Incompatible changes between any earlier CDH version and CDH 5.4.x:

  • CDH 5.2.0 and later clients cannot communicate with CDH 5.1.x and earlier servers. This means that you must upgrade the server before the clients.
  • As of CDH 5.2.0, DESCRIBE DATABASE returns additional fields: owner_name and owner_type. The command will continue to behave as expected if you identify the field you're interested in by its (string) name, but could produce unexpected results if you use a numeric index to identify the field(s).
  • CDH 5.2.0 implements HIVE-6248 , which includes some backward-incompatible changes to the HCatalog API.
  • The CDH 5.2 Hive JDBC driver is not wire-compatible with the CDH 5.1 version of HiveServer2. Make sure you upgrade Hive clients and all other Hive hosts in tandem: the server first, and then the clients.
  • HiveServer 1 is deprecated as of CDH 5.3, and will be removed in a future release of CDH. Users of HiveServer 1 should upgrade to HiveServer 2 as soon as possible. For more information, see HiveServer 2.
  • org.apache.hcatalog is deprecated as of CDH 5.3. All client-facing classes were moved from org.apache.hcatalog to org.apache.hive.hcatalog as of CDH 5.0 and the deprecated classes in org.apache.hcatalog will be removed altogether in a future release. If you are still using org.apache.hcatalog, you should move to org.apache.hive.hcatalog immediately.
  • Date partition columns: as of Hive version 13, implemented in CDH 5.2, Hive validates the format of dates in partition columns, if they are stored as dates. A partition column with a date in invalid form can neither be used nor dropped once you upgrade to CDH 5.2 or higher. To avoid this problem, do one of the following:
    • Fix any invalid dates before you upgrade. Hive expects dates in partition columns to be in the form YYYY-MM-DD.
    • Store dates in partition columns as strings or integers.
    You can use the following SQL query to find any partition-column values stored as dates:
    SELECT "DBS"."NAME", "TBLS"."TBL_NAME", "PARTITION_KEY_VALS"."PART_KEY_VAL"
    FROM "PARTITION_KEY_VALS"
      INNER JOIN "PARTITIONS" ON "PARTITION_KEY_VALS"."PART_ID" = "PARTITIONS"."PART_ID"
      INNER JOIN "PARTITION_KEYS" ON "PARTITION_KEYS"."TBL_ID" = "PARTITIONS"."TBL_ID"
      INNER JOIN "TBLS" ON "TBLS"."TBL_ID" = "PARTITIONS"."TBL_ID"
      INNER JOIN "DBS" ON "DBS"."DB_ID" = "TBLS"."DB_ID"
        AND "PARTITION_KEYS"."INTEGER_IDX" ="PARTITION_KEY_VALS"."INTEGER_IDX"
        AND "PARTITION_KEYS"."PKEY_TYPE" = 'date';
  • Decimal precision and scale: As of CDH 5.4, Hive support for decimal precision and scale changes as follows:
    1. When decimal is used as a type, it means decimal(10, 0) rather than a precision of 38 with a variable scale.
    2. When Hive is unable to determine the precision and scale of a decimal type (for example in the case of non-generic User-Defined Function (UDF) that has an evaluate() method that returns decimal), a precision and scale of (38, 18) is assumed.
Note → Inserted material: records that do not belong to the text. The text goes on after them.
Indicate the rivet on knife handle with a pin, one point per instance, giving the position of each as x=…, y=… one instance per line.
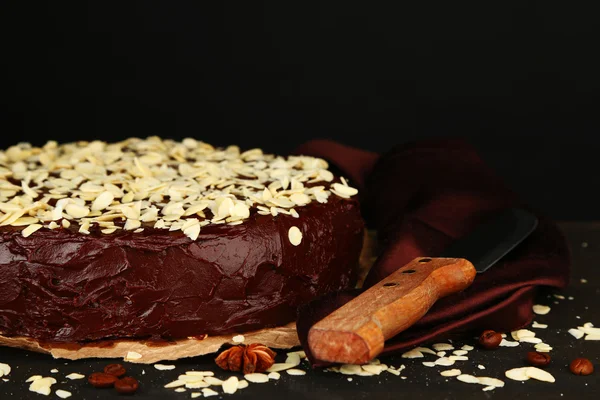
x=355, y=332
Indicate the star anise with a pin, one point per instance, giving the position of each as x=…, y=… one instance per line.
x=255, y=357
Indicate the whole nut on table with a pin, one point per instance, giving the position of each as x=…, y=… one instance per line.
x=581, y=366
x=490, y=339
x=538, y=359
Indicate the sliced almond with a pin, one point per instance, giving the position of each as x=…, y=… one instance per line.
x=295, y=371
x=414, y=353
x=467, y=378
x=541, y=309
x=451, y=372
x=256, y=377
x=517, y=374
x=230, y=385
x=442, y=347
x=539, y=374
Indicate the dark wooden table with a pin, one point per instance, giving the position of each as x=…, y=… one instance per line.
x=421, y=383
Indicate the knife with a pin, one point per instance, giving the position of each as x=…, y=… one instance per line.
x=355, y=333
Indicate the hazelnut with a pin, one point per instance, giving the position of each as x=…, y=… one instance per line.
x=490, y=339
x=538, y=359
x=581, y=366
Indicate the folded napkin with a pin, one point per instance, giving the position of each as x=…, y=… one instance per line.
x=422, y=196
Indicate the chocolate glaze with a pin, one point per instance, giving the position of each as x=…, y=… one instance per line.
x=60, y=285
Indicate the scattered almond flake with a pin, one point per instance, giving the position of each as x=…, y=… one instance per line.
x=274, y=375
x=31, y=229
x=74, y=376
x=278, y=367
x=451, y=372
x=414, y=353
x=541, y=309
x=302, y=354
x=517, y=374
x=350, y=369
x=442, y=347
x=199, y=384
x=230, y=385
x=530, y=340
x=576, y=333
x=63, y=394
x=295, y=371
x=543, y=347
x=444, y=361
x=200, y=373
x=174, y=384
x=295, y=236
x=343, y=191
x=190, y=378
x=539, y=374
x=522, y=333
x=133, y=355
x=487, y=381
x=163, y=367
x=42, y=385
x=508, y=343
x=466, y=378
x=458, y=358
x=4, y=369
x=256, y=377
x=293, y=358
x=238, y=339
x=211, y=380
x=589, y=330
x=374, y=369
x=207, y=392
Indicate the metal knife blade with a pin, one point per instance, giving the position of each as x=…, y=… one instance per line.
x=355, y=332
x=493, y=239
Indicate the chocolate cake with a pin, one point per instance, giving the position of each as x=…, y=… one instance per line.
x=157, y=239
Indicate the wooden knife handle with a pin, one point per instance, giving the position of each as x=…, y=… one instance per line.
x=355, y=332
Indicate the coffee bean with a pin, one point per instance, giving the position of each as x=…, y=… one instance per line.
x=102, y=380
x=127, y=385
x=115, y=369
x=581, y=366
x=490, y=339
x=538, y=359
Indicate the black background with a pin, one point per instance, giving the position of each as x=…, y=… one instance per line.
x=520, y=80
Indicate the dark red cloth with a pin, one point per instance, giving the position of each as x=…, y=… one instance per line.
x=422, y=196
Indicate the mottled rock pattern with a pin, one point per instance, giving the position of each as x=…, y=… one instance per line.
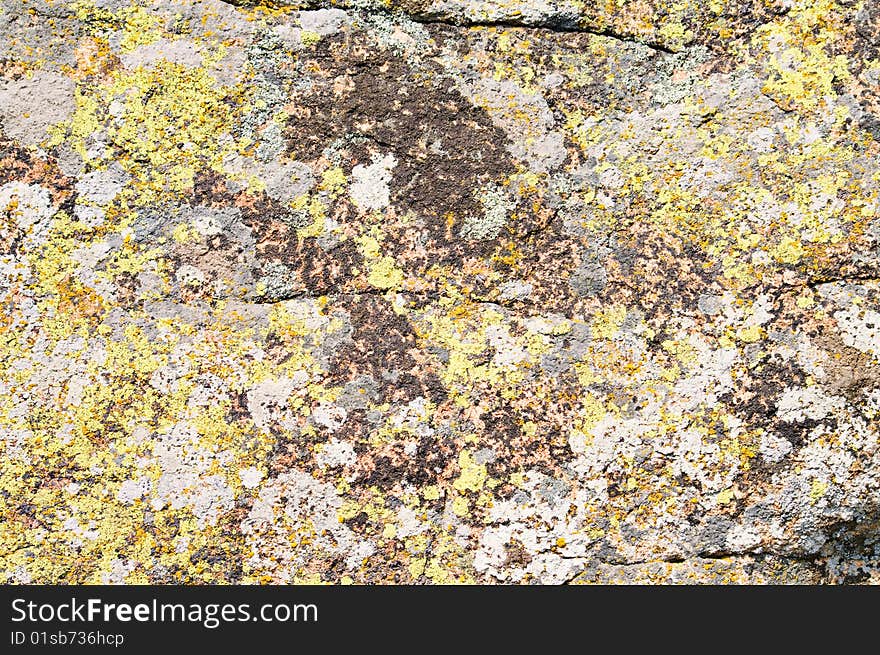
x=440, y=291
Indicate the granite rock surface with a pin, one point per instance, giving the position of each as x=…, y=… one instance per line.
x=414, y=291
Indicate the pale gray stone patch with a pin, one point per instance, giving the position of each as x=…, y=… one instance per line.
x=29, y=106
x=323, y=21
x=370, y=187
x=179, y=51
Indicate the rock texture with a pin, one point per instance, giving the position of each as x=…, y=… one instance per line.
x=500, y=291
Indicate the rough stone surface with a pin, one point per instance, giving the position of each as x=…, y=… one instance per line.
x=434, y=291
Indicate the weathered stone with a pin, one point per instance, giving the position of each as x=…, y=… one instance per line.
x=439, y=291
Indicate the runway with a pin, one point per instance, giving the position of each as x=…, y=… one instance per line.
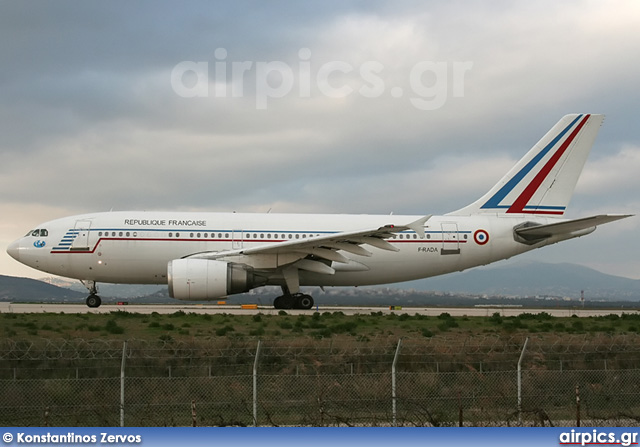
x=505, y=311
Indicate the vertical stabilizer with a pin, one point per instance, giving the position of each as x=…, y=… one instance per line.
x=542, y=182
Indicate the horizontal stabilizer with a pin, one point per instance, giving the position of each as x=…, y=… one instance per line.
x=535, y=233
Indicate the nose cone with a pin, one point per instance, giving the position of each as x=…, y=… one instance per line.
x=14, y=250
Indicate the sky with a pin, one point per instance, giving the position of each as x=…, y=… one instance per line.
x=410, y=107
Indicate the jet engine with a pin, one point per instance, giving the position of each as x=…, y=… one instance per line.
x=204, y=279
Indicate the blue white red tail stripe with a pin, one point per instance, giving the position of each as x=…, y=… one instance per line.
x=521, y=204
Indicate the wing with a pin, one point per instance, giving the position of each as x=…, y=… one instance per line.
x=316, y=254
x=537, y=233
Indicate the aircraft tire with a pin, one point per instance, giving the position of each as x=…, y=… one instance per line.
x=93, y=301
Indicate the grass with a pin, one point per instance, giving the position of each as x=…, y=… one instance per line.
x=185, y=326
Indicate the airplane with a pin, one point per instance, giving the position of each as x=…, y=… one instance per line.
x=208, y=256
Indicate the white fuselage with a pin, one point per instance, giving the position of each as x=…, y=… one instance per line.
x=135, y=247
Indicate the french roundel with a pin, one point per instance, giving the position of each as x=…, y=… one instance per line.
x=481, y=237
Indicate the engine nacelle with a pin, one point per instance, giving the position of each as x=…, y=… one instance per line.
x=203, y=279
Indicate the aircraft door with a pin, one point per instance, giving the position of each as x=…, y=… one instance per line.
x=236, y=239
x=450, y=239
x=81, y=241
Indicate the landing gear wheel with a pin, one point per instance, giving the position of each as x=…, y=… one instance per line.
x=297, y=301
x=93, y=301
x=304, y=302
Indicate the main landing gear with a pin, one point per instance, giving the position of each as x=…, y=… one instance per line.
x=93, y=300
x=293, y=301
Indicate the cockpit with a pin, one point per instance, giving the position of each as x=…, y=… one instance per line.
x=40, y=232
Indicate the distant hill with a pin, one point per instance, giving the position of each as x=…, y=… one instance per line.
x=25, y=289
x=536, y=278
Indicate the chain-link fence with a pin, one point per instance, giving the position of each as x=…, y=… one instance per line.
x=308, y=382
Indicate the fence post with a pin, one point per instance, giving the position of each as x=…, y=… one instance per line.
x=394, y=396
x=255, y=386
x=520, y=381
x=124, y=356
x=577, y=406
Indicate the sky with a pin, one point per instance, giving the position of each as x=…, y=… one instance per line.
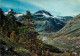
x=55, y=7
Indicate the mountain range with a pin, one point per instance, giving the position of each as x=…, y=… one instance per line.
x=44, y=21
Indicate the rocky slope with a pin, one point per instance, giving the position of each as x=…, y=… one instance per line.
x=69, y=36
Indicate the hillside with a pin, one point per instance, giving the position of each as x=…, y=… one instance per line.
x=69, y=36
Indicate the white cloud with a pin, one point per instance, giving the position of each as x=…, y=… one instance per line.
x=63, y=7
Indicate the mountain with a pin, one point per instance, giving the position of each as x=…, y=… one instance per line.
x=19, y=16
x=45, y=22
x=43, y=13
x=69, y=36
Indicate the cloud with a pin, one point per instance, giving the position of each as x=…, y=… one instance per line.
x=57, y=7
x=62, y=7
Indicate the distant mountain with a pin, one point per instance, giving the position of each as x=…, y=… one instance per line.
x=43, y=13
x=69, y=35
x=45, y=22
x=19, y=16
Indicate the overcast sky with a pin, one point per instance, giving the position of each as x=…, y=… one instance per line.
x=55, y=7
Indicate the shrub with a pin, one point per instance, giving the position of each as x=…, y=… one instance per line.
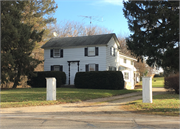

In previous versions, a precision of 38 and a variable scale were assumed. Cloudera recommends you develop generic UDFs instead, and specify exact precision and scale.
    3. When a decimal value is assigned or cast to a different decimal type, rounding is used to handle cases in which the precision of the value is greater than that of the target decimal type, as long as the integer portion of the value can be preserved. In previous versions, if the value's precision was greater than 38 (the only allowed precision for the decimal type), the value was set to null, regardless of whether the integer portion could be preserved.
  • Deprecation of HivePassThrough serde formats: As of CDH 5.4, HIVE-8910 changes how the storage handler uses the HivePassThroughOutputFormat class. It removes the empty default constructor, which breaks org.apache.hadoop.util.ReflectionUtils.newInstance and throws a NoSuchMethodException. The workaround is to re-create the Hive tables without HivePassThrough serde formats.